Os frente-a-frente na Rádio Observador, os únicos nestas europeias terminam na próxima quarta-feira, dia 29, às 19h00, com o sétimo debate: será entre o cabeça de lista da AD, Sebastião Bugalho, e o cabeça de lista do Livre, Francisco Paupério. Pode consultar o calendário completo dos frente-a-frente já realizados aqui.
Também esta sexta-feira haverá o último debate a quatro nas televisões. Será na TVI, entre Marta Temido (PS), Sebastião Bugalho (AD), Catarina Martins (Bloco) e Fidalgo Marques (PAN). Segue-se o debate a oito, nas televisões, dia 28, terça-feira. E depois, também o debate a oito, nas rádios.
Quem esteve melhor? Ao longo destes dias, um painel de avaliadores do Observador dará notas de 1 a 10 a cada um dos candidatos nos frente-a-frente da Rádio Observador. O mesmo modelo que temos usado, e vamos manter, neste último debate a quatro das televisões e que se estenderá ao debate a oito, quer das televisões, quer das rádios. A média surge a cada dia, no gráfico inicial, onde pode ver a classificação geral e saber quem tem estado melhor e quem lidera.

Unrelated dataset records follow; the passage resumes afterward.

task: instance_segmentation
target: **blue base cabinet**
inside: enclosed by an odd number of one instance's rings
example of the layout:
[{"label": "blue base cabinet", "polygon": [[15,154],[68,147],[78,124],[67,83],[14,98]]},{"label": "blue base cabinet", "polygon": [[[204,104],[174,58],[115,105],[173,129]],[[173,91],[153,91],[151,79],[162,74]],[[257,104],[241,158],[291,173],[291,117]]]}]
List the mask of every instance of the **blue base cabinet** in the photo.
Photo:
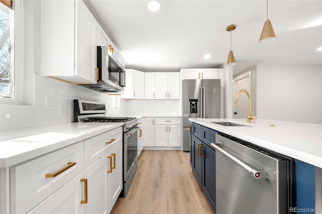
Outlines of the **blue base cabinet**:
[{"label": "blue base cabinet", "polygon": [[[193,124],[190,163],[200,187],[214,210],[216,210],[216,152],[211,147],[217,132]],[[202,140],[200,140],[202,139]]]}]

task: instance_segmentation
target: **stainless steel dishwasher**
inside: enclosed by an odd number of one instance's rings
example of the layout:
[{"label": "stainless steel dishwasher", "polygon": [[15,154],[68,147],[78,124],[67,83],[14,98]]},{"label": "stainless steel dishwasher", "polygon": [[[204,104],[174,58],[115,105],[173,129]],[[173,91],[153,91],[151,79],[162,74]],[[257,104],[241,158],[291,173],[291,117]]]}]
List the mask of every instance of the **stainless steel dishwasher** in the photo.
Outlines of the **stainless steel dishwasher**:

[Já saiu o segundo episódio de “Matar o Papa”, o novo podcast Plus do Observador que recua a 1982 para contar a história da tentativa de assassinato de João Paulo II em Fátima por um padre conservador espanhol. Ouça aqui o primeiro episódio.]

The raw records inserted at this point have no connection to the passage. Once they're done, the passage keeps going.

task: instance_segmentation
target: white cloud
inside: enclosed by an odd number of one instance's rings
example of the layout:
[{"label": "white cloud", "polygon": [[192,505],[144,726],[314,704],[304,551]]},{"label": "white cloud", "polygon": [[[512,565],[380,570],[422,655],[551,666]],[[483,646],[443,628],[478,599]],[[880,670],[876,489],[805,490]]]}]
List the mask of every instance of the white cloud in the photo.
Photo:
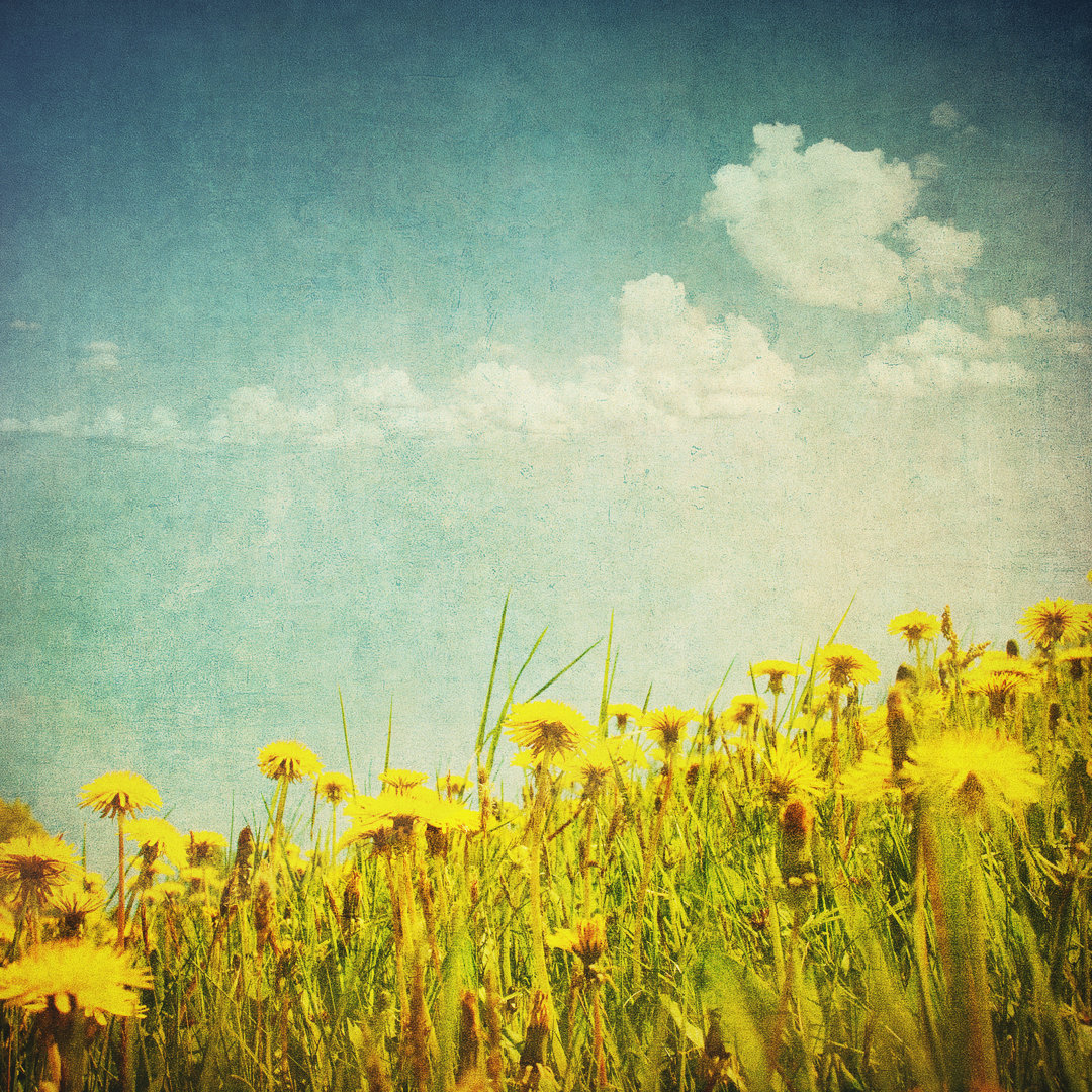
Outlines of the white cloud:
[{"label": "white cloud", "polygon": [[963,115],[951,103],[938,103],[933,107],[929,120],[938,129],[954,129],[963,120]]},{"label": "white cloud", "polygon": [[1090,352],[1092,327],[1067,319],[1053,296],[1025,299],[1017,307],[994,307],[986,312],[990,336],[996,339],[1031,337],[1052,342],[1067,353]]},{"label": "white cloud", "polygon": [[325,406],[301,408],[283,402],[272,387],[240,387],[232,392],[225,412],[213,418],[209,432],[215,441],[252,444],[307,439],[334,424]]},{"label": "white cloud", "polygon": [[869,353],[865,378],[882,391],[910,396],[1033,385],[1035,377],[1004,349],[949,319],[926,319]]},{"label": "white cloud", "polygon": [[[749,166],[727,164],[705,194],[707,215],[783,295],[815,307],[882,313],[907,293],[957,292],[982,248],[975,232],[912,218],[922,185],[878,149],[822,140],[803,152],[798,126],[756,126]],[[922,249],[936,242],[939,253]]]},{"label": "white cloud", "polygon": [[96,341],[84,346],[86,356],[80,361],[88,371],[120,371],[121,346],[117,342]]},{"label": "white cloud", "polygon": [[563,435],[575,426],[567,401],[515,364],[482,360],[455,381],[454,408],[472,430]]}]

Quem ganhou o frente-a-frente da Rádio Observador, Cotrim de Figueiredo ou João Oliveira?
Carlos Diogo Santos — João Oliveira teve hoje a sua melhor prestação no frente-a-frente com João Cotrim Figueiredo. Depois de vários debates em que a saída do Euro e a guerra na Ucrânia — neste caso a falta de clareza sobre a posição que tem sobre estes temas — foram pontos difíceis para o candidato da CDU, esta sexta-feira, Oliveira foi claro sobre o que defende sobre o IRC para as grandes empresas e sobre como vê os problemas na Habitação. E sobretudo, deu um passo em frente na posição sobre a guerra na Ucrânia: defende um caminho para a paz que não passe pela cedência de território. Será isso possível? Não. Mas apoiar a ideia de que a Ucrânia não deve perder território para que a guerra acabe é um passo gigante. Cotrim Figueiredo vinha como sempre bem preparado, foi claro sobre o que pensa para a Europa em quase todos os temas. Mas só ganhou pelo contra ataque final, em que desafiou o oponente a falar de vários temas incómodos, quando bem sabia que este já não tinha tempo para responder. Ou seja, Cotrim soube usar bem a estratégia de Bugalho, que no frente a frente anterior o encostou à parede da mesma forma. Ao cair do pano.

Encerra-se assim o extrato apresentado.